You will need 7zip to uncompress the VM file, which is freely available from sourceforge.com. The command will look like this:

mkdir rosebud
cd rosebud
7zr x ../rosebud.7z

Once extracted, the rosebud directory is a VM image that can be powered on by VMWare. After logging in, you'll need to enter your login password again when the system asks for a sudo password. This is so the VM image can generate a unique SSH key.

After that, you should be able to access the VM from your host machine remotely using SSH. You'll need the VM's IP address for this, which you can learn with this command from the VM:

ip addr | grep /24

If it provides multiple IP addresses, select the one that begins
/192.168.../.

In the VM's home directory, there is a README file explaining what
software is available there. It includes both ROSE and the CERT Secure
Coding rule checkers.

Building ROSE and the CERT C Checkers

The source code was developed by the CERT Secure Coding Group, and is freely available.

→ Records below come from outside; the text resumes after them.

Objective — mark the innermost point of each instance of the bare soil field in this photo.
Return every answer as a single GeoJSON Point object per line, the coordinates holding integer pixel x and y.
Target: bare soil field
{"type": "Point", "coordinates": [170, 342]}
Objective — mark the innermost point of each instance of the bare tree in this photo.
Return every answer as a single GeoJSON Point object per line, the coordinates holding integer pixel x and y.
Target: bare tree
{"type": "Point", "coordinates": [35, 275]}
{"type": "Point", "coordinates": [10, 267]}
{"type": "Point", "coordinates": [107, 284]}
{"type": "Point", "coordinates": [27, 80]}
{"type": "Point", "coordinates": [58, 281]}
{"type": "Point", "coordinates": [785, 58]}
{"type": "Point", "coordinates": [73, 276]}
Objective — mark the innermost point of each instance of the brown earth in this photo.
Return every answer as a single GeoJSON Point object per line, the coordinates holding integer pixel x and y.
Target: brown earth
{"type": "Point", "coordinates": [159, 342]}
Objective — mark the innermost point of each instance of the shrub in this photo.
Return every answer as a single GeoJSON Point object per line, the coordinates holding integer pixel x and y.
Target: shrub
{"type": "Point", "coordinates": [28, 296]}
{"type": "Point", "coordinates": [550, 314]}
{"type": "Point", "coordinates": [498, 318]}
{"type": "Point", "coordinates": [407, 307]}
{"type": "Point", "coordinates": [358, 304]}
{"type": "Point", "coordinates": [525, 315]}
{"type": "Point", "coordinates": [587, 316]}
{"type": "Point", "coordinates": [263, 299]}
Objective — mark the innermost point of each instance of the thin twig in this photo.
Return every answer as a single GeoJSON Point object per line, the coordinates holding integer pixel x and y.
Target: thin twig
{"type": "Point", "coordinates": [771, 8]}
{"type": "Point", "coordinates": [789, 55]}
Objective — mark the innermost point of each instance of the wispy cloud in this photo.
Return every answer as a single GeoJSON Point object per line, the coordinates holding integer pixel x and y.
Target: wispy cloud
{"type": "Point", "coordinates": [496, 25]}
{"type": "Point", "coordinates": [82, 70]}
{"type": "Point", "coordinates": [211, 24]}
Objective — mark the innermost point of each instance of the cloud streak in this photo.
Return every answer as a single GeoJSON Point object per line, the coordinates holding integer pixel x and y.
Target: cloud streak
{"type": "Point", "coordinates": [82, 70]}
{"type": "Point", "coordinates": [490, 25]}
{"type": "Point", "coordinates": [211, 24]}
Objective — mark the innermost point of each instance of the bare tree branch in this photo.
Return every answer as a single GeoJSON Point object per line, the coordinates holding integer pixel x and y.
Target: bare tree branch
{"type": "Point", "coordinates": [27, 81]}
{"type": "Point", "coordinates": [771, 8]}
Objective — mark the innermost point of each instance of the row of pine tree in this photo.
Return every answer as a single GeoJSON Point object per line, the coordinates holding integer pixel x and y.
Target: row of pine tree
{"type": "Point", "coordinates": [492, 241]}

This code has been developed and tested on an i386 workstation running Linux (2.6.16.60) and g++ (3.4.4). It depends on ROSE 0.9.3a, which is available for free download from http://rosecompiler.org

ROSE 0.9.3a also depends on the BOOST C++ library, version 1.3.5, which is available for free download from http://www.boost.org/

Both Boost and ROSE contain build instructions.

Building Diagnose

To build the diagnose program from the CERT C Checkers, first make sure that the ROSE environment variable points to the build directory of ROSE:

export ROSE=/usr/local/rose/compileTree

Then type:

make pgms

To test diagnose on the code samples from the CERT C Secure Coding Rules:

make tests

To build API documentation pages, you must have doxygen installed:

make doc

To clean documentation pages and build files:

make clean

Secure Coding Rules Enforced by Diagnose

The C Secure Coding Rules are freely available.

Here is a breakdown of how thoroughly diagnose enforces the C Secure Coding Rules:

Complete

57

ROSE catches all violations of these rules

Partial

45

ROSE catches some, but not all violations of these rules

false-positive

9

These rules could be checked by diagnose, but they will also catch some false positives.

Potential

29

These rules are not checked by diagnose, but could be

Undoable

32

These rules could not be checked by ROSE due to various limitations in ROSE.

Unenforceable

48

These rules could not be checked by any tool that relies purely on unaided static analysis.